See: https://dev.mysql.com/doc/connector-python/en/ and 
        https://www.tutorialspoint.com/python_data_access/python_mysql_cursor_object.htm

### 'InternalError: Unread result found.'

If you run into an 'unread result found' error, you can prevent this by using a 'buffered' cursor.
    
### Buffered Cursor

The reason is that without a buffered cursor, the results are "lazily" loaded, meaning that "fetchone" actually only fetches one row from the full result set of the query. When you will use the same cursor again, it will complain that you still have n-1 results (where n is the result set amount) waiting to be fetched. However, when you use a buffered cursor the connector fetches ALL rows behind the scenes and you just take one from the connector so the mysql db won't complain.

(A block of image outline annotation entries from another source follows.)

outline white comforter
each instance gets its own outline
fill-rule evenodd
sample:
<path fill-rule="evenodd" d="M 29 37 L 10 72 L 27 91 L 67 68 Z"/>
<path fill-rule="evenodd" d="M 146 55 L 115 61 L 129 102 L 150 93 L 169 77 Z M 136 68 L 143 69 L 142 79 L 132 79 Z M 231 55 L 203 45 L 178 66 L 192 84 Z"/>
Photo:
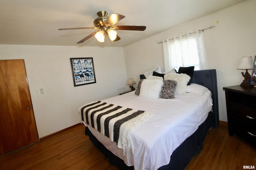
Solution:
<path fill-rule="evenodd" d="M 193 134 L 207 118 L 212 105 L 210 91 L 203 95 L 187 93 L 173 99 L 142 98 L 134 91 L 102 101 L 151 112 L 146 122 L 130 134 L 130 150 L 123 150 L 116 143 L 86 125 L 92 134 L 116 156 L 135 170 L 157 170 L 168 164 L 173 152 Z M 84 123 L 84 122 L 83 122 Z M 84 123 L 85 125 L 85 123 Z"/>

https://stackoverflow.com/questions/29772337/python-mysql-connector-unread-result-found-when-using-fetchone

https://dev.mysql.com/doc/connector-python/en/connector-python-tutorial-cursorbuffered.html

In [None]:
# buffered cursor
cursor = db.cursor(buffered=True)

In [None]:
# run a query to get table names
cursor.execute("SHOW TABLES")

In [None]:
# iterate through results
for table_name in cursor:
    print(table_name)

In [None]:
# rerun query and get all results in one go
# this returns a list of tuples
cursor.execute("SHOW TABLES")
r = cursor.fetchall()
print('result', r)
print('type of result', type(r), 'each item containing a', type(r[0]))

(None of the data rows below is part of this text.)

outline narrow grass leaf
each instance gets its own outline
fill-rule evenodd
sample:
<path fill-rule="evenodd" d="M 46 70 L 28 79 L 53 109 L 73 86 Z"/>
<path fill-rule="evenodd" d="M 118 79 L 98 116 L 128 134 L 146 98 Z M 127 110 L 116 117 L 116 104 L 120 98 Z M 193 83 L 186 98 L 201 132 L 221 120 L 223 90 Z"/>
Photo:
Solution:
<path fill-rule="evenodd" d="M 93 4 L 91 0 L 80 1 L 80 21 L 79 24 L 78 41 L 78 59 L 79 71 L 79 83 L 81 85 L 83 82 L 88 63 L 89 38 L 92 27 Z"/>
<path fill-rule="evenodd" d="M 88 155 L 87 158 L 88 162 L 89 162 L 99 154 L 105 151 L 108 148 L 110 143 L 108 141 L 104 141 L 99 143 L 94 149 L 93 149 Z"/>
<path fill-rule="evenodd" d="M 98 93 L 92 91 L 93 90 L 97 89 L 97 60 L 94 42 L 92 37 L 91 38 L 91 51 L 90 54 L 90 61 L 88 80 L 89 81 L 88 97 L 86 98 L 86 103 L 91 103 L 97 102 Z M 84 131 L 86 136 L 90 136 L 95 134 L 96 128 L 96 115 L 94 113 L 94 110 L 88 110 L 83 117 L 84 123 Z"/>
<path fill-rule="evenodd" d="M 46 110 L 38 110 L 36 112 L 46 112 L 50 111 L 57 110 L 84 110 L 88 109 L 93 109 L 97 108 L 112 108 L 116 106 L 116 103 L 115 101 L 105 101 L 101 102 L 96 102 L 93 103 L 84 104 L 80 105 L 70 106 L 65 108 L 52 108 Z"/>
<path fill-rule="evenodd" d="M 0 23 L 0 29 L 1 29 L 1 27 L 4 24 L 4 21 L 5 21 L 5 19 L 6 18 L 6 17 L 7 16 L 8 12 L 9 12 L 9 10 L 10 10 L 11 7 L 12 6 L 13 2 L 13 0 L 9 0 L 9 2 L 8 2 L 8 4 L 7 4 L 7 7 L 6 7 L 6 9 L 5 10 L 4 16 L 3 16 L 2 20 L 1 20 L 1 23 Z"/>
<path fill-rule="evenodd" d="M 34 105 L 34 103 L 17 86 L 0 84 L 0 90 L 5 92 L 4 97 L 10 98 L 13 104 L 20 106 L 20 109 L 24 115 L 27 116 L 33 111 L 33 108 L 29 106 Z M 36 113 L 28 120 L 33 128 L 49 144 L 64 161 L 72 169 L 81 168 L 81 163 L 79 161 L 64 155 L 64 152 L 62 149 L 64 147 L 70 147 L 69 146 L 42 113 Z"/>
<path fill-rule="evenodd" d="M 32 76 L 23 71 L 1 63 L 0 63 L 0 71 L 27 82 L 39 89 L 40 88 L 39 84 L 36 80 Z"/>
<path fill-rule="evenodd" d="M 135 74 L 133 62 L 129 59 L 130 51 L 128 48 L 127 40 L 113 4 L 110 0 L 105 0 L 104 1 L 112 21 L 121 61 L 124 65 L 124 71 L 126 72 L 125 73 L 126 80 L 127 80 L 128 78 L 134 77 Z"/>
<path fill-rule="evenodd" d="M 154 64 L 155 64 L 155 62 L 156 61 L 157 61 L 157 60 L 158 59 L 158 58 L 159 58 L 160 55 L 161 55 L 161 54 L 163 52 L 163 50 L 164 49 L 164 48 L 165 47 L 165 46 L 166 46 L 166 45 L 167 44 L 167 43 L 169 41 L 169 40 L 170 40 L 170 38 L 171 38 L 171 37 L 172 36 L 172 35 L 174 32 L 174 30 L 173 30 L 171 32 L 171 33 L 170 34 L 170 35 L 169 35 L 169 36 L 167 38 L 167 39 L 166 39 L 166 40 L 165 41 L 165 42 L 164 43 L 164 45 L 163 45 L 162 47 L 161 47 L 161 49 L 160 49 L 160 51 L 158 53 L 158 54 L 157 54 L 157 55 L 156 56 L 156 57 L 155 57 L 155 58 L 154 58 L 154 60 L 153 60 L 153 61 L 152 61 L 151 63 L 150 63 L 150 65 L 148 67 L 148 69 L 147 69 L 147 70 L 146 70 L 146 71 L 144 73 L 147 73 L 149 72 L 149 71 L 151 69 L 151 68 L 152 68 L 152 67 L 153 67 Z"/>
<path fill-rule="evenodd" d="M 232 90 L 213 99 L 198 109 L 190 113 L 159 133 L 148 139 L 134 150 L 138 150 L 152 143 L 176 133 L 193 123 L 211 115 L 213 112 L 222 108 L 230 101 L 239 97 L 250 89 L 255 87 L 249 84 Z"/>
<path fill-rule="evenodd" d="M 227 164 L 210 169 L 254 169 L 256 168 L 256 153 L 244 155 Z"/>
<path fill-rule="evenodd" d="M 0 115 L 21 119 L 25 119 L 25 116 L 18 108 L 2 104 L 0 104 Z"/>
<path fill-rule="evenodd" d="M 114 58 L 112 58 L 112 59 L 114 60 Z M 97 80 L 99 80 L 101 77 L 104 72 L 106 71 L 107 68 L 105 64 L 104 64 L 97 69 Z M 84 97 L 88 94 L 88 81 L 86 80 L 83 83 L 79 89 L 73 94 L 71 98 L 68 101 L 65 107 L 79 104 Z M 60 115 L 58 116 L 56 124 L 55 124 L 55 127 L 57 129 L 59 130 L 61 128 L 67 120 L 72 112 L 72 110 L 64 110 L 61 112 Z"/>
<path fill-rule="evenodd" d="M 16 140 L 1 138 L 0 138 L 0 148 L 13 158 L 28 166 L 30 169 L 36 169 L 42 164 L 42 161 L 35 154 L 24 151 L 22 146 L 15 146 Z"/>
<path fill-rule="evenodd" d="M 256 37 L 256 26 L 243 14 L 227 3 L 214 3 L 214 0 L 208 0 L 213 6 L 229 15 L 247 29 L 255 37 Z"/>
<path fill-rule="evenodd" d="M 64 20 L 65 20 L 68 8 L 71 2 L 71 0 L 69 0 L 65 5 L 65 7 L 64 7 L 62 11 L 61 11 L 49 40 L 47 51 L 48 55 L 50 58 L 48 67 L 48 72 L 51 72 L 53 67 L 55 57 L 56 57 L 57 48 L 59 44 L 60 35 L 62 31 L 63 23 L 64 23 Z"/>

### Loading results into a pandas dataframe

In [None]:
import pandas as pd
df = pd.read_sql("SHOW TABLES", db)
df

### Example

From Compustat Fundamental Annual (funda), get the following variables:
    
- gvkey: firm identifier
- datadate: end of fiscal year, rounded (date)
- fyear: fiscal year (number)
- sich: 4 digit industry code (SIC)
- sale: sales
- ni: net income
- epspi: earnings per share
- at: assets
- prcc_f: end of year stock price
- ceq: book value of equity
- csho: number of shares outstanding
- emp: number of employees

In [None]:
qry = '''
select gvkey, datadate, fyear, sich, sale, ni, epspi, at, prcc_f, ceq, csho, emp
from funda 
where 
    at > 0 
    and fyear >= 2013 
    and fyear <= 2022; 
'''

In [None]:
df_funda = pd.read_sql(qry, db)
len(df_funda)

In [None]:
df_funda.head()

In [None]:
df_funda.info()